I commend Feminists for Life and any other group advocating use of “contraceptives . . . services to pregnant women . . . parental leave, adoption subsidies, better prenatal care,” etc (though I couldn’t help wishing Mary Krane Derr had specified in more detail just how much and what kind of advocacy work her group is doing). But Feminists for Life and various antichoice individuals do not represent the major and typical antichoice groups crusading against abortion rights in the U.S. The Pro-Life Action League, National Right to Life Committee, American Life League, and Operation Rescue do not support use of contraception, nor are they active as a group in child-welfare issues.

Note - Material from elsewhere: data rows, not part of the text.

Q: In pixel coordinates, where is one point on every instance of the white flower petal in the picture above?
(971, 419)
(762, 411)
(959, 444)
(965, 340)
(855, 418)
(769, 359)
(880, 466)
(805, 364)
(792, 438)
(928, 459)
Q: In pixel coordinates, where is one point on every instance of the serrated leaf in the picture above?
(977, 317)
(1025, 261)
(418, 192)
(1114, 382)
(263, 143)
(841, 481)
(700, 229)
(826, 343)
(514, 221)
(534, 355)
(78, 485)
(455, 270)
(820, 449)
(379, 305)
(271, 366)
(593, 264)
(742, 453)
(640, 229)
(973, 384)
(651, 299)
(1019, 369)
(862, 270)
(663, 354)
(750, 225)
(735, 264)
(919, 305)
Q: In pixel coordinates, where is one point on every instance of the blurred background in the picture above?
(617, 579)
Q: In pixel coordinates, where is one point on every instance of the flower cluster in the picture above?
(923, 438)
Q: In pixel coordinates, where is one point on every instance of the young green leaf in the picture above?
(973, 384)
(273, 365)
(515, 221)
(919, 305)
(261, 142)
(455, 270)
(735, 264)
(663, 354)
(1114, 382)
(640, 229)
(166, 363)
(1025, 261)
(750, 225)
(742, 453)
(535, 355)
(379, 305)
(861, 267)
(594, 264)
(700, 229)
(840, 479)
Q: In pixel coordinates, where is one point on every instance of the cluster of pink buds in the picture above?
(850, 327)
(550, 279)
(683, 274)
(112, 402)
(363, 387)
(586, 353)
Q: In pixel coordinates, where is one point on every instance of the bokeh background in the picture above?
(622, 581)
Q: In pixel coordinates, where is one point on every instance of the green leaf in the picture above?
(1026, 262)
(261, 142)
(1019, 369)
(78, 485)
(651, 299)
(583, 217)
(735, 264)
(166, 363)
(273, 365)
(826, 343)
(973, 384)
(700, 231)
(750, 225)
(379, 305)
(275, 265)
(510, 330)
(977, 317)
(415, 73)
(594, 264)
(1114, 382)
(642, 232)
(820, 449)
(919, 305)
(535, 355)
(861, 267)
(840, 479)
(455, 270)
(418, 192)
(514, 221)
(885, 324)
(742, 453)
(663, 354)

Theirs is a “narrow, negative agenda.” Planned Parenthood and the National Organization of Women spend far more time, money, and energy providing access to contraceptives or political advocacy for child and maternal welfare than any antichoice group in the country.

The majority of the antichoice movement’s resources categorically do not go into “direct provision of services to pregnant women and new mothers.” They go into legislative lobbying, legal fees, and political-action work–all designed to restrict or eliminate abortion rights.

Most important, even if foolproof, low-cost contraception were available to every woman who wanted it, even if adoption were available for every baby who needed it, even if a cure were found for every birth defect, even if day-care centers were cheap and plentiful, abortion on demand must be available as a viable option to women with unwanted pregnancies. If women do not have control over their reproductive lives, they do not have control over their personal lives. The essence of feminism is this control. Surely Feminists for Life must appreciate the desperation and lack of control experienced by a woman who has to insert a wire coat hanger into her uterus to abort an unwanted pregnancy.